Metadata-Version: 2.4
Name: llm-compare
Version: 0.1.0
Summary: LLM plugin to compare responses from multiple language models
Project-URL: Homepage, https://github.com/irthomasthomas/llm-compare
Project-URL: Changelog, https://github.com/irthomasthomas/llm-compare/releases
Project-URL: Issues, https://github.com/irthomasthomas/llm-compare/issues
Author-email: Thomas Hughes <irthomasthomas@gmail.com>
License: Apache-2.0
Classifier: License :: OSI Approved :: Apache Software License
Classifier: Programming Language :: Python :: 3
Requires-Python: >=3.7
Requires-Dist: click
Requires-Dist: llm
Requires-Dist: sqlite-utils
Description-Content-Type: text/markdown

# llm-compare

[![PyPI](https://img.shields.io/pypi/v/llm-compare.svg)](https://pypi.org/project/llm-compare/)
[![License](https://img.shields.io/badge/license-Apache%202.0-blue.svg)](https://github.com/yourusername/llm-compare/blob/main/LICENSE)
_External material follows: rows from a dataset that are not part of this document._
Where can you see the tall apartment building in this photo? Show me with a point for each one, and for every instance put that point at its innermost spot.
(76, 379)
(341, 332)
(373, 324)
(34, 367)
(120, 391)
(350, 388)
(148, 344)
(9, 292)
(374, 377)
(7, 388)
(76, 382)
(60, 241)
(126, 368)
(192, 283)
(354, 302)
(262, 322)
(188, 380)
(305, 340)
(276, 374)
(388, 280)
LLM plugin to compare responses from multiple language models and evaluate their performance.

## Installation

Install this plugin in the same environment as [LLM](https://llm.datasette.io/):

```bash
llm install llm-compare
```

## Usage

The plugin adds a new `compare` command that allows you to send the same prompt to multiple models and compare their responses:

```bash
llm compare "What are the key considerations for AI safety?"
```

This will:
1. Send the prompt to multiple models in parallel
2. Gather their responses
3. Use an evaluator model to analyze and compare the responses
4. Generate a synthesis of the best elements from each response

### Options

- `-m, --models`: Models to include in comparison (can specify multiple)
- `--evaluator`: Model to use as evaluator (default: gpt-4)
- `--score-threshold`: Minimum score threshold (default: 0.7)
- `--output`: Save full results to a JSON file
- `--stdin/--no-stdin`: Read additional input from stdin (default: True)

### Examples

Basic usage with default models:
```bash
llm compare "Explain quantum computing"
```

Using specific models:
```bash
llm compare "Explain blockchain technology" \
  -m gpt-4 \
  -m claude-3-sonnet \
  -m gemini-pro \
  --evaluator claude-3-opus-20240229
```

Reading from a file:
```bash
cat prompt.txt | llm compare "Analysis request:"
```

Saving full results:
```bash
llm compare "Complex technical question" \
  -m gpt-4 \
  -m claude-3-opus \
  --output results.json
```

### Output Format

The command outputs:
1. Individual responses from each model
2. Detailed comparison and analysis
3. Scores for each response
4. Key points of agreement and disagreement
5. A synthesized best answer

## Development

To set up this plugin locally:

```bash
git clone https://github.com/yourusername/llm-compare
cd llm-compare
python -m venv venv
source venv/bin/activate
pip install -e '.[test]'
```

Run tests:
```bash
pytest
```

## License

This project is licensed under the Apache License 2.0.